I'm pleased with the overall sense of movement in this contingent - I want to try and replicate this approach in the Swiss pike bloc that I will use the same figures for on the front ranks (...which is some way off in my plans at this stage).

Sunday, 12 February 2012

Bombard on the march - completed

The bombard being transported by wagon; my interpretation of the Swiss chronicle picture.

As explained in the WIP blog entry last month, the wagon and oxen are Perry carrying a Foundry bombard. The wooden cover has been made from a Kingmaker Hussite wagon side, thats been cut to size and folded to fit. I added a chain between the yokes of the oxen. I decided to paint the wagon using Army Painter dip - however I'm not happy with the final colouring and so won't use this approach next time. The construction required a good amount of preparation and and pre-planning, so that the basework could all be done before the wagon was finally glued in place. I pinned a wheel on each axle to the base, as the surface area for creating a strong bond is so small and the wagon would become too fragile.

I waited for the release of the Perry labourers from the WR range to add the man carrying the sack, followed by his dog (a Vendel mastiff). A pack of normal size dogs in 28mm would be so plea to all sculptors!

More stuff using some of those labourers very soon....

Thursday, 9 February 2012

Swiss Vorhut - pikes

I've completed the lengthy process of rebasing my existing Swiss figures to create a pike bloc for my Swiss Confederation vorhut. These figures are now on a 180mm frontage and effectively represent two of my 'Impetus' contingents, so a total frontage of 360mm, with a 4 base depth (240mm). The vorhut will have crossbow/handgun and halbardier bases added to make it complete. I'm happy with the overall size and composition; I have the flexibility of reducing the frontage if needed (as I do with all my units) and having this depth mean I can get the cantonal standards grouped near the centre as contemporary illustrations show so clearly and visually it looks sufficiently large. You'd not believe how long I have spent planning the basing layout for the Swiss troops and looking at what others have done with similar pike units (!).

This pike bloc represents the cantons of Lucerne, Uri, Biel, Unterwalden, Nidwalden and Obwalden (the flags for the latter two will be added). The figures are nearly all the Swiss Foundry range, which are the first historical range that Dave Andrews did before starting his 'Great War Miniatures' company. They are historically accurate figures for the Swiss in the later fifteenth century and are nicely detailed and a pleasure to paint. The paintwork on these is a mix done over the last few years, by 'Clibanarium', Dave Imrie, Jim Bowen and myself. I have enough Foundry castings to do a second pike bloc with these figures and for the other one I'm planning, which will be a larger unit and will represent Berne and her allies, will use Perry figures.

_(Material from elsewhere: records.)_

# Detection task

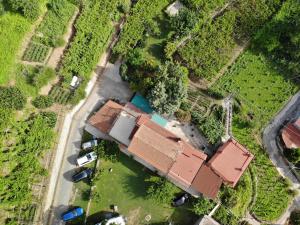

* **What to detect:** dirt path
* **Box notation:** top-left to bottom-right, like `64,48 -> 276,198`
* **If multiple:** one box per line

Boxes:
47,9 -> 79,69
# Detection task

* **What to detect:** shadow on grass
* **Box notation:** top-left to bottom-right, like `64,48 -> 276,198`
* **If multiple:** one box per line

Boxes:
86,211 -> 118,225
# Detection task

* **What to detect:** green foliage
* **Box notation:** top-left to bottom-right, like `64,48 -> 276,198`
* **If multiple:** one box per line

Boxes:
147,62 -> 187,115
33,0 -> 75,47
0,87 -> 26,110
175,109 -> 191,123
7,0 -> 40,20
171,8 -> 198,38
50,85 -> 71,105
60,0 -> 119,80
254,0 -> 300,76
113,0 -> 170,56
178,0 -> 281,80
32,95 -> 53,109
0,115 -> 54,207
39,111 -> 57,128
0,13 -> 30,85
283,148 -> 300,164
193,198 -> 216,216
23,42 -> 50,63
95,140 -> 120,162
289,210 -> 300,225
213,205 -> 238,225
145,176 -> 178,204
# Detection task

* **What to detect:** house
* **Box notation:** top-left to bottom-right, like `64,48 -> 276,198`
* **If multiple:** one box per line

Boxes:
85,101 -> 253,199
281,117 -> 300,149
166,1 -> 184,16
195,215 -> 220,225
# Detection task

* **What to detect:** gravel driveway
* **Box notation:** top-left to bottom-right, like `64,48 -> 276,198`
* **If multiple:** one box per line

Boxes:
48,62 -> 132,225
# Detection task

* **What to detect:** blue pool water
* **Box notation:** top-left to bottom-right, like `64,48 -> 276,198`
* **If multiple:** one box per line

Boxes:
151,113 -> 168,127
131,93 -> 168,127
131,94 -> 153,114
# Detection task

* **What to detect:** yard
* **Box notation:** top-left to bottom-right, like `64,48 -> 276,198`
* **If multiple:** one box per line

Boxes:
74,152 -> 197,225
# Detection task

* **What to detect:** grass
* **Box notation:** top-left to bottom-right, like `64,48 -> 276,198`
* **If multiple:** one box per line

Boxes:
23,42 -> 50,63
75,153 -> 197,225
143,11 -> 171,61
213,50 -> 298,221
0,13 -> 30,85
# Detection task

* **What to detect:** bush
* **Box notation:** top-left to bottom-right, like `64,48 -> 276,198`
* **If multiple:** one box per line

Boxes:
175,109 -> 191,123
40,112 -> 57,128
283,148 -> 300,164
145,176 -> 178,204
0,87 -> 26,110
289,210 -> 300,225
192,198 -> 216,216
95,140 -> 120,162
7,0 -> 40,20
32,95 -> 53,109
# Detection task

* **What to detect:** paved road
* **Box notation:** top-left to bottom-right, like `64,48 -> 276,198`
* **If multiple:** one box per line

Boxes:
49,62 -> 132,225
263,91 -> 300,224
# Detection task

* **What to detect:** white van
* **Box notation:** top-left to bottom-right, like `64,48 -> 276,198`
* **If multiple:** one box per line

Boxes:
77,152 -> 97,166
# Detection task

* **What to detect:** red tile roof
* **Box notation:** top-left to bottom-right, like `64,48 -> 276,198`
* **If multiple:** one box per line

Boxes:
208,139 -> 254,187
128,117 -> 206,179
281,123 -> 300,148
88,100 -> 123,134
191,164 -> 222,199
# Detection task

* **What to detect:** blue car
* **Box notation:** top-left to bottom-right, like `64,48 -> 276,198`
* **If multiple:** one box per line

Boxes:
61,207 -> 83,221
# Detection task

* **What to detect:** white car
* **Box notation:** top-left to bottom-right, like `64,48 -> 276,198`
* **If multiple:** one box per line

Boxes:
82,140 -> 98,150
77,152 -> 97,166
95,216 -> 126,225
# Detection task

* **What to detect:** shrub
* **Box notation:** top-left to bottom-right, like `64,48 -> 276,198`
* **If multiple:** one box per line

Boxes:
32,95 -> 53,109
289,210 -> 300,225
40,112 -> 57,128
283,148 -> 300,164
175,109 -> 191,123
7,0 -> 40,20
0,87 -> 26,110
192,198 -> 216,216
95,140 -> 120,162
145,176 -> 178,204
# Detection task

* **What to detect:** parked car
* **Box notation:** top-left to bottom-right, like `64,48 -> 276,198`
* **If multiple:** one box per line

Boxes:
77,152 -> 97,166
72,169 -> 93,182
82,139 -> 98,150
61,207 -> 83,221
95,215 -> 127,225
172,193 -> 189,207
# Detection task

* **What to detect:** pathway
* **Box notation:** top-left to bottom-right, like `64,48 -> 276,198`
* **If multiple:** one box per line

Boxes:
263,91 -> 300,224
47,9 -> 79,69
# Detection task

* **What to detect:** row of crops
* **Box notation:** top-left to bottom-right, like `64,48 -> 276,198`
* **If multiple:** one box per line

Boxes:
22,0 -> 75,63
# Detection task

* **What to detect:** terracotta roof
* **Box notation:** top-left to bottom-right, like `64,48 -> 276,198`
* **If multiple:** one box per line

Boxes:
208,139 -> 254,187
128,117 -> 207,178
88,100 -> 123,134
191,164 -> 222,199
168,141 -> 207,187
281,123 -> 300,148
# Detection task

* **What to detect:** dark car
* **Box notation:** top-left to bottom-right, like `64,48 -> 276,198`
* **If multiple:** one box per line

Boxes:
172,193 -> 189,207
61,207 -> 83,221
72,169 -> 93,182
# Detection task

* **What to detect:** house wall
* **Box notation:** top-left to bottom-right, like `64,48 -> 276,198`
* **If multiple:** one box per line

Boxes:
84,123 -> 113,141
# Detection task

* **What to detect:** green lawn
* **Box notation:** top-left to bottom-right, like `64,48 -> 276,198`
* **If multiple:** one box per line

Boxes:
0,13 -> 30,85
143,11 -> 171,61
74,153 -> 197,225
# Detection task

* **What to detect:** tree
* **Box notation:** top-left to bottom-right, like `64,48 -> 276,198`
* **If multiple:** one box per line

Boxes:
147,62 -> 188,115
145,176 -> 177,203
7,0 -> 40,20
32,95 -> 53,109
0,87 -> 26,110
171,8 -> 198,37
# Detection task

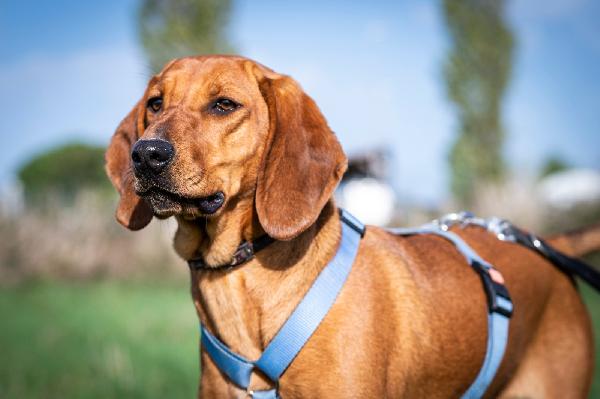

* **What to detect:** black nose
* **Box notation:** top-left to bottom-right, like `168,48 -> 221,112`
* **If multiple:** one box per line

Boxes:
131,140 -> 175,174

I'll re-shoot this when the extra halbard figures have been painted and based.

Saturday, 4 February 2012

Canton flags (for Pete)

Many thanks indeed for offering to produce the extra canton flags.
here are some images, all taken from the Osprey 'Swiss at War 1300-1500' book, for those I'd like to add to my Swiss Confederation army.

These are Basle (no 29), Nidwalden (no 28) which would be good as a standard sized flag please (instead of the triangular fahnlien) with the key on the pole-hand side and the cross on the opposite side.

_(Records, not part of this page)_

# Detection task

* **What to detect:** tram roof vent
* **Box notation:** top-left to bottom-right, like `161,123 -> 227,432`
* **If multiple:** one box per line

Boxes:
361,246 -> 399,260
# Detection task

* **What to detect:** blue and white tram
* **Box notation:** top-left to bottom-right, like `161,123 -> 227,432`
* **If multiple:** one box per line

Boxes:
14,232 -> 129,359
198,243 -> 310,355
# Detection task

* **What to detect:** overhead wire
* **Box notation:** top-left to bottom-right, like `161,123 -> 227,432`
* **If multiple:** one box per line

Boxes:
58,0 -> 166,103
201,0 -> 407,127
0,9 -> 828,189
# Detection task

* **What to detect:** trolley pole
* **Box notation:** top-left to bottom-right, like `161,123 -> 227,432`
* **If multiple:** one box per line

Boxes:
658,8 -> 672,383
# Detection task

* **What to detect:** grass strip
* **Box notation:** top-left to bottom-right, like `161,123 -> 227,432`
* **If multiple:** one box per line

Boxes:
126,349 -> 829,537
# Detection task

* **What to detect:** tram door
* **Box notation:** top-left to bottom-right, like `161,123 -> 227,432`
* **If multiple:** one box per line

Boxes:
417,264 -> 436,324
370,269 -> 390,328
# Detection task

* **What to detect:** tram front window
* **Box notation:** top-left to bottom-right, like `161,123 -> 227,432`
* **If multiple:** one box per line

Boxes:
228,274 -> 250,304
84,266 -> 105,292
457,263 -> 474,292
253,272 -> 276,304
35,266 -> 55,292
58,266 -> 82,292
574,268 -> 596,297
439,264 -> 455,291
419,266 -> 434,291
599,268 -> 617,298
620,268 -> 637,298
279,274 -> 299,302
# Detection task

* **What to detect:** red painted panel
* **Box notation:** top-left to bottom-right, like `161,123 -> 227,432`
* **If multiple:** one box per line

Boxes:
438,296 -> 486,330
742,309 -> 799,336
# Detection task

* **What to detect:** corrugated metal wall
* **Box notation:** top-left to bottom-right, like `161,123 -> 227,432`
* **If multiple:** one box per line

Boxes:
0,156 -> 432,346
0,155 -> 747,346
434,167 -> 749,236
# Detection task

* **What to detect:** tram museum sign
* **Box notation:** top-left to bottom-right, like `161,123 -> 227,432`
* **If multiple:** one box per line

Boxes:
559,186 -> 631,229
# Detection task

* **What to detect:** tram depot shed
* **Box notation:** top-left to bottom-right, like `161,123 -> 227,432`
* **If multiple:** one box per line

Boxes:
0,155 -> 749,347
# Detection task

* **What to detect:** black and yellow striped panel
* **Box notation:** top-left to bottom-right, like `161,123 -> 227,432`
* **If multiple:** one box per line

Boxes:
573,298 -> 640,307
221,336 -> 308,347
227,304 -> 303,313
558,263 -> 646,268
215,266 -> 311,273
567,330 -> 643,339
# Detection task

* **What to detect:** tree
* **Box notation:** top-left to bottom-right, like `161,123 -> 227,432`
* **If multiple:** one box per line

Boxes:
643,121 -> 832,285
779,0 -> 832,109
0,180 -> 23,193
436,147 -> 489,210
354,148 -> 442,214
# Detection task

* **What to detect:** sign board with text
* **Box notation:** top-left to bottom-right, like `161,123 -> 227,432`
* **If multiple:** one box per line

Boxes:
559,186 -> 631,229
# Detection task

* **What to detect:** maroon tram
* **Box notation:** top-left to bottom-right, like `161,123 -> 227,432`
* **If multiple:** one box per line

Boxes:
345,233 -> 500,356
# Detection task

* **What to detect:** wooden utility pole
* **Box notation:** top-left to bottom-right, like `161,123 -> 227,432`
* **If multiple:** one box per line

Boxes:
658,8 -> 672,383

Thun is no 8 and Zurich flag for crossbowmen (no 19), perhaps as a smaller sized flag compared to the other ones, with a white cross (rather than red?).

I hope these are OK as images to work from?
Many thanks once again.

Best regards

PS - I like your Italian wars collection - even more visual appeal than medievals!

Friday, 3 February 2012

Swiss Pikes - command stands

I've been rebasing my existing Swiss pike bloc, to align it to the frontage I'm using for my Burgundian-Swiss war armies. This is taking a little longer than I expected it to do. As an interim post here are the two command stands which carry the cantonal colours. They feature two of the headswops on the Citadel Dogs of War figures from the last post.

I'm still to add two more flags, which I have on order from different sources. The flags I've used here I purchased on ebay some time back; they're printed on cloth and I have to say that I was a tad apprehensive using them for the first time. However I'm delighted with the finished standard of them, the key is the use of a new scalpel blade to avoid any tearing when cutting them out; I only wish they covered all the cantons I want to use.

So at present we have the cantonal colours for (left to right) Underwalden, Lucerne, Uri and Biel. The latter is a repaint of one of these cloth flags, as I added the crossed axes to a red printed flag. Nidwalden and Obwalden are the missing cantons. I've assembled these cantons together to form one of the pike blocs based loosely on how the cantons appear to be organised for Grandson, based on the Osprey 'Swiss at War' and Richard Vaughan's 'Charles the Bold', but it's not definitive and frankly a mix of colours has a nicer visual appeal.